Alla decrescita di popolarità di Renzi fa da contraltare il netto incremento del consenso per l'attuale presidente del Consiglio, Paolo Gentiloni. Per la verità, più che per le scelte del governo che presiede, Gentiloni viene apprezzato per il suo stile comunicativo più riservato e meno invasivo, ad esempio meno presente nei talk show.
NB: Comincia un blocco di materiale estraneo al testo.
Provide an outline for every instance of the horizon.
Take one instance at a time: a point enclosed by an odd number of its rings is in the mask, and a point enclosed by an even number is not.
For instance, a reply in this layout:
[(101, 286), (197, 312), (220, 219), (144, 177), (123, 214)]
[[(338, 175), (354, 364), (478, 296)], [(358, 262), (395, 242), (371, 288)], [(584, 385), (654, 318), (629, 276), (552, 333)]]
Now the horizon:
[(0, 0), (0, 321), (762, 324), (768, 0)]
Resta il fatto che, a fronte del 43% di giudizi positivi rilevato a luglio (e già allora superiore al dato relativo a Renzi), Gentiloni riceve oggi una valutazione di soddisfazione per il suo operato recente dal 51% di intervistati, la maggioranza assoluta. In particolare, il 21% ne dà un giudizio «molto» positivo, mentre il 30% si limita ad esprimere una valutazione «abbastanza» consenziente. Esprimono maggiore approvazione per Gentiloni le persone meno giovani (oltre i 50 anni di età), ma anche i laureati, i residenti nei centri urbani più popolati (oltre i 100.000 abitanti). Anche in questo caso, appaiono di grande interesse i dati relativi all'orientamento politico: Gentiloni riceve infatti il 72% di consensi all'interno dell'elettorato Pd (quindi più di Renzi), ma anche il 44% di valutazioni positive tra i votanti di Forza Italia (con, però, una netta diminuzione rispetto al luglio scorso, quando erano il 65%) e il 36% tra quelli della Lega Nord. Tra i grillini i giudizi favorevoli sono il 38%.
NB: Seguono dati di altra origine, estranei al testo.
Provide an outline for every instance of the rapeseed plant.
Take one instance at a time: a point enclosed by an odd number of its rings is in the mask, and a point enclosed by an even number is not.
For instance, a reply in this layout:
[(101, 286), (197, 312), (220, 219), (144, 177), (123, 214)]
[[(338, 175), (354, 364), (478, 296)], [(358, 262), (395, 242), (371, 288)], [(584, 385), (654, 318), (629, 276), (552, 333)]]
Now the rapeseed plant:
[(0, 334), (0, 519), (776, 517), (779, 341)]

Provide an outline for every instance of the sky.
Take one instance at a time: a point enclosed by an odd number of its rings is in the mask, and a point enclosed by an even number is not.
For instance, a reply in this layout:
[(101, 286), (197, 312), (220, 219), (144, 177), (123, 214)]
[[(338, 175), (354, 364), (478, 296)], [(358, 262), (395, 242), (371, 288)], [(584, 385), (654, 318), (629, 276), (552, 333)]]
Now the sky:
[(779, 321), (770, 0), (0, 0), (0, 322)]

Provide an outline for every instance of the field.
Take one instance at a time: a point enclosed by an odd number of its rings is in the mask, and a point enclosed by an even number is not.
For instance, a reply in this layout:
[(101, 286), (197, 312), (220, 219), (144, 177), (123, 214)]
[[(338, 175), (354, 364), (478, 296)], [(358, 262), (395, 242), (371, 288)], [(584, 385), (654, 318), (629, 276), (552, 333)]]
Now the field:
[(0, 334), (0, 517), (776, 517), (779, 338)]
Anche la crescente difformità tra il consenso di Renzi e Gentiloni è dunque un indice della crisi che sta minando il Pd. Con un segretario che diminuisce in popolarità e un presidente del Consiglio, espressione dello stesso partito, che invece la accresce sensibilmente. È difficile dire oggi quali saranno le conseguenze di questa situazione nelle prossime elezioni politiche, perché mancano molti mesi e la campagna elettorale sarà sicuramente decisiva.
Ma sia il livello attuale di intenzioni di voto rilevate nei sondaggi (oggi circa il 25%), sia gli esiti non positivi delle ultime amministrative e delle elezioni siciliane sono indicatori importanti degli effetti dei dissidi interni sul seguito del Pd.